3. Proposed Methods: TSGM
Consists of three networks:
- (1) Encoder
- (2) Decode
- (3) Conditional score network
Procedures
-
Step 1) Pre-train the encoder and the decoder
-
Step 2) Using the pre-trained encoder and decoder, we train the conditional score network
- will be used for sampling fake time-series.
(1) Encoder and Decoder
Notation
- \(\mathcal{X}\) and \(\mathcal{H}\) denote a data space and a latent space
- \(e\) and \(d\) are an embedding function mapping \(\mathcal{X}\) to \(\mathcal{H}\) and vice versa (= RNN)
- \(\mathbf{h}_t=e\left(\mathbf{h}_{t-1}, \mathbf{x}_t\right), \quad \hat{\mathbf{x}}_t=d\left(\mathbf{h}_t\right)\).
- \(\mathbf{x}_{1: T}\) : time-series sample with a length of \(T\)
- \(\mathbf{x}_t\) : multi-dimensional observation in \(\mathbf{x}_{1: T}\) at time \(t\).
- \(\mathbf{h}_{1: T}\) and \(\mathbf{h}_t\) are embedded vectors
(2) Conditional Score Network
( Unlike other domains… )
Score network for TS generation must be designed to learn the conditional log likelihood on previous generated observations
Proposed network
- Modify U-net architecture
- modify its 2-d CNN to 1-d
- Concatenate diffused data with condition
- use the concatenated one and temporal feature as input to learn score function
(3) Training Objective Functions
\(L_{e d}\) : train encoder & decoder
- \(L_{e d}=\mathbb{E}_{\mathbf{x}_{1: T}}\left[ \mid \mid \hat{\mathbf{x}}_{1: T}-\mathbf{x}_{1: T} \mid \mid _2^2\right]\).
\(L_{\text {score }}\) : train the conditional score network
- At time \(t\) in \([1: T]\), we diffuse \(\mathbf{x}_{1: t}\) through a sufficiently large number of steps of the forward SDE
- Notation:
- \(\mathbf{x}_{1: t}^s\) : a diffused sample at step \(s \in[0,1]\)
- \(M_\theta\left(s, \mathbf{x}_{1: t}^s, \mathbf{x}_{1: t-1}\right)\) : conditional score network
- learns the gradient of the conditional log-likelihood
- \(L_1=\mathbb{E}_s \mathbb{E}_{\mathbf{x}_{1: T}}\left[\sum_{t=1}^T \lambda(s) l_1(t, s)\right]\).

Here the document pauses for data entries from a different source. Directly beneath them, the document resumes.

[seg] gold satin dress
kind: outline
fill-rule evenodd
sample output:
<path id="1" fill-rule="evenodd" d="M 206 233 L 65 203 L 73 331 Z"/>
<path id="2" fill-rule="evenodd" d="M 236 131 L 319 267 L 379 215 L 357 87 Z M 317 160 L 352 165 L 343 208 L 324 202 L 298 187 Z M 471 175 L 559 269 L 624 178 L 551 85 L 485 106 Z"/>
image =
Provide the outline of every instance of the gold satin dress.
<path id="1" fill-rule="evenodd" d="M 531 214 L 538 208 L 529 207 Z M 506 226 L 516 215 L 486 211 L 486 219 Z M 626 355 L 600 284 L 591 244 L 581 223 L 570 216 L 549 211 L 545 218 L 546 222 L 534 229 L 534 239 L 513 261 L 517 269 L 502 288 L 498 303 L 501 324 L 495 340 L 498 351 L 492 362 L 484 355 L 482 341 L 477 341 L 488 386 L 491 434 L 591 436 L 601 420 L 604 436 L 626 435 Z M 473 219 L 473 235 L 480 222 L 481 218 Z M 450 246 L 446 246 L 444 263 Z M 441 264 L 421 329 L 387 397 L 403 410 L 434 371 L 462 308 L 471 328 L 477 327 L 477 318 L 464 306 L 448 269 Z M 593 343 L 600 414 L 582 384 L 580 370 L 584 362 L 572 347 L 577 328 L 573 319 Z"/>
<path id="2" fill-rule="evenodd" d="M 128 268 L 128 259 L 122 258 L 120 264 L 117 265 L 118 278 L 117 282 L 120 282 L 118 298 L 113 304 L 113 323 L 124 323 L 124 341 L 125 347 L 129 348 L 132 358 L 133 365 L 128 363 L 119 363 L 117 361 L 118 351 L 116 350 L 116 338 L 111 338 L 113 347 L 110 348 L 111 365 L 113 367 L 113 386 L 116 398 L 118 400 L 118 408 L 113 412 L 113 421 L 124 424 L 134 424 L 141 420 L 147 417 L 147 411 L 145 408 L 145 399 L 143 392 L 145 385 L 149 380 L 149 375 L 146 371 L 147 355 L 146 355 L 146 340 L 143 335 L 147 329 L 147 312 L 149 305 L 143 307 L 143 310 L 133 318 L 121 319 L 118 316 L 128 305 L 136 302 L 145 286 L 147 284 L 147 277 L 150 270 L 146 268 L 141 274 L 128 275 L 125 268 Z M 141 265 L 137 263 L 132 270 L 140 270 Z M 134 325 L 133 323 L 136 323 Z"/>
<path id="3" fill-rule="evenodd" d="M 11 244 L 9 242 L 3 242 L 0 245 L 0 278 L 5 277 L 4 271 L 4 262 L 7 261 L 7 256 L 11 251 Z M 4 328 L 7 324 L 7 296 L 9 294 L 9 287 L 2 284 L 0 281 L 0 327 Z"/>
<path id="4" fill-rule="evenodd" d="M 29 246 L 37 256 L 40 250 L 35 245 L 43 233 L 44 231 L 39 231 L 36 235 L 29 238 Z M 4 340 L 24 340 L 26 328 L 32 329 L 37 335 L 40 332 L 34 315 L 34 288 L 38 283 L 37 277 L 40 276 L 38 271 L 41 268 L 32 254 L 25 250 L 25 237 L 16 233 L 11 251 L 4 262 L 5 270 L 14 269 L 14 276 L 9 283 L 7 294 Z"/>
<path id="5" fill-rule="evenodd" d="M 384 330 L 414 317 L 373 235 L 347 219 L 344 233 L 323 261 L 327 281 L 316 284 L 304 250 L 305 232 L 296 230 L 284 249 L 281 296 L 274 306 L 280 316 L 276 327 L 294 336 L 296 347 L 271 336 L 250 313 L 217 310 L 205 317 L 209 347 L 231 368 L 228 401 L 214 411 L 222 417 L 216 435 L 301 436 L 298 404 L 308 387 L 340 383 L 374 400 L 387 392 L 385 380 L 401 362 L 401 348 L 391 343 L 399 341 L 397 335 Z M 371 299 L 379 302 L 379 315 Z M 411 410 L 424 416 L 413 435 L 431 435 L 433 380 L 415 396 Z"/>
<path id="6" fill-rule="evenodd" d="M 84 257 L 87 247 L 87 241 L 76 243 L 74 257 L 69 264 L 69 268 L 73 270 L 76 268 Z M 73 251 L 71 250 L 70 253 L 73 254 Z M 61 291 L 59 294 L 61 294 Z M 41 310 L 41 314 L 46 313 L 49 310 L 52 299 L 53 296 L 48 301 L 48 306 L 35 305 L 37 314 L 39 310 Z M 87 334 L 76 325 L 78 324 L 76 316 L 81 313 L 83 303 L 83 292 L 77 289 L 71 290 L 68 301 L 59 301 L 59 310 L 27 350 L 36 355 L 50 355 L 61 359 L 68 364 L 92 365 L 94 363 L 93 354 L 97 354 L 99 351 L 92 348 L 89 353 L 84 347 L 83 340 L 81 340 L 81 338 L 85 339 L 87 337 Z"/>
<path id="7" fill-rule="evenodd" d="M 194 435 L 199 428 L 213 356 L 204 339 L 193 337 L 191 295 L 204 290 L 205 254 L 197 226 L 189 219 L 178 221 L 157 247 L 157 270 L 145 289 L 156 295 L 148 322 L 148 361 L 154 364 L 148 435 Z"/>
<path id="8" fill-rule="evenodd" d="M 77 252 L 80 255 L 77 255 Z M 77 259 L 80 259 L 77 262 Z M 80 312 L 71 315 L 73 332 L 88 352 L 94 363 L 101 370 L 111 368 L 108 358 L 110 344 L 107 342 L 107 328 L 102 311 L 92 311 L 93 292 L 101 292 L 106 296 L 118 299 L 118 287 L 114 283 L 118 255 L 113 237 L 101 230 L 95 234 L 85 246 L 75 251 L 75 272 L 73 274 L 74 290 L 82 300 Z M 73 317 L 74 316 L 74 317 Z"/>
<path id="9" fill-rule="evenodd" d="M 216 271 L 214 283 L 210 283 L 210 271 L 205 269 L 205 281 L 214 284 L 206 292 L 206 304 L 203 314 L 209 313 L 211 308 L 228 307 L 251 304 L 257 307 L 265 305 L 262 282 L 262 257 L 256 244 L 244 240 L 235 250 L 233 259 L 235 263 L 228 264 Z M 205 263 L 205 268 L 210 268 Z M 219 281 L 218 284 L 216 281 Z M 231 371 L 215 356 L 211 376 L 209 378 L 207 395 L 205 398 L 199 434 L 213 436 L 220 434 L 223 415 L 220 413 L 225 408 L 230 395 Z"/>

- where \(l_1(t, s)=\mathbb{E}_{\mathbf{x}_{1: t}^s}\left[ \mid \mid M_\theta\left(s, \mathbf{x}_{1: t}^s, \mathbf{x}_{1: t-1}\right)-\nabla_{\mathbf{x}_{1: t}^s} \log p\left(\mathbf{x}_{1: t}^s \mid \mathbf{x}_{1: t-1}\right) \mid \mid _2^2\right]\).
- Can use the efficient denoising score \(\operatorname{loss} L_2\) to train the conditional score network. We set \(\mathbf{x}_0=\mathbf{0}\).
-
\(L_{\text {score }}^{\mathcal{H}}=\mathbb{E}_s \mathbb{E}_{\mathbf{h}_{1: T}} \sum_{t=1}^T\left[\lambda(s) l_3(t, s)\right]\).
with \(l_3(t, s)=\mathbb{E}_{\mathbf{h}_t^s}\left[ \mid \mid M_\theta\left(s, \mathbf{h}_t^s, \mathbf{h}_{t-1}\right)-\nabla_{\mathbf{h}_t^s} \log p\left(\mathbf{h}_t^s \mid \mathbf{h}_t\right) \mid \mid _2^2\right]\).
\(L_{\text {score }}^{\mathcal{H}}\) is what we use for our experiments (instead of \(L_{\text {score }}\)).